Cross-posted from the Charters & Choice blog.
A county circuit judge in Florida has dismissed a union-backed challenge to the state’s recently expanded tax-credit scholarship program, reports Travis Pillow at the RedefineEd blog.
Legislation passed earlier this year in the Florida statehouse loosened eligibility requirements for the state’s tax-credit scholarship program by raising the income cap for families to qualify. Such programs allow people or businesses to get tax credits for donations made to state-approved organizations, which then give money to eligible students to use toward tuition at private schools—including religious ones.
The legislation also created a separate scholarship program for students with disabilities that reimburses parents for money they spend on special services including therapy, tutoring, and private school tuition. (For more on that particular program, check out this in-depth story from The Miami Herald.)
“Personal Learning Scholarship Accounts give parents with severely challenged children the chance to ensure they are prepared for life,” Clint Bolick, vice president of litigation at the Goldwater Institute, said in a statement.
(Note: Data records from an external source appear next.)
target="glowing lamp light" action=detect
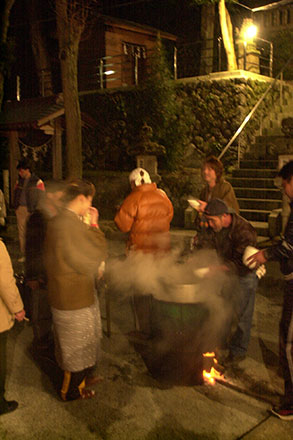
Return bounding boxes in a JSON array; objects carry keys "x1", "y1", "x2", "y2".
[{"x1": 244, "y1": 24, "x2": 257, "y2": 41}]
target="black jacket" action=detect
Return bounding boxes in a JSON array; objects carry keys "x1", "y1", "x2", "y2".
[
  {"x1": 265, "y1": 202, "x2": 293, "y2": 275},
  {"x1": 196, "y1": 214, "x2": 257, "y2": 276}
]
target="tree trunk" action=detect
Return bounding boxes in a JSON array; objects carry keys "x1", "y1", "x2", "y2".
[
  {"x1": 0, "y1": 0, "x2": 14, "y2": 109},
  {"x1": 200, "y1": 5, "x2": 215, "y2": 75},
  {"x1": 26, "y1": 0, "x2": 53, "y2": 96},
  {"x1": 56, "y1": 0, "x2": 82, "y2": 178},
  {"x1": 219, "y1": 0, "x2": 237, "y2": 71}
]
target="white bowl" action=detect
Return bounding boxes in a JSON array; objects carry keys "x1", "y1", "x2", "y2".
[
  {"x1": 187, "y1": 199, "x2": 200, "y2": 209},
  {"x1": 242, "y1": 246, "x2": 259, "y2": 269}
]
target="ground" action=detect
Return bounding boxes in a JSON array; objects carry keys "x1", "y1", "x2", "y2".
[{"x1": 0, "y1": 223, "x2": 293, "y2": 440}]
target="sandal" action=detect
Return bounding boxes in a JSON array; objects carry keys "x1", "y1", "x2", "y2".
[
  {"x1": 79, "y1": 388, "x2": 96, "y2": 399},
  {"x1": 85, "y1": 376, "x2": 104, "y2": 387}
]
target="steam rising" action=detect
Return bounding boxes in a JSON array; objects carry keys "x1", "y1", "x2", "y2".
[{"x1": 107, "y1": 250, "x2": 237, "y2": 351}]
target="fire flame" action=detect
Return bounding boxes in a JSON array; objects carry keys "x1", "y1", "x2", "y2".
[{"x1": 202, "y1": 352, "x2": 223, "y2": 385}]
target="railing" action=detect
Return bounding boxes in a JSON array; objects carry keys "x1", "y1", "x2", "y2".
[{"x1": 218, "y1": 55, "x2": 293, "y2": 161}]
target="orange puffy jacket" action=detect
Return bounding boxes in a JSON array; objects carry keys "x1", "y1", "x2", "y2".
[{"x1": 115, "y1": 183, "x2": 173, "y2": 253}]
The Goldwater Institute is an Arizona-based nonprofit conservative public policy advocacy organization. Its legal arm is representing the parents whose children are participating in the program for students with special needs.
A Florida Education Association member filed the lawsuit in mid-July against Florida Governor Rick Scott, members of his cabinet, and the education commissioner. The lawsuit claimed the law was unconstitutional because of the way the legislation was composed and passed.
A Leon County Circuit judge first dismissed this case on standing in late September but gave the plaintiffs 15 days to tweak their case and try again. It was dismissed again Tuesday for the same reason.
There is another lawsuit, also supported by the FEA, challenging the outright constitutionality of the school choice law’s tax-credit scholarship program. There has not yet been a decision in that case.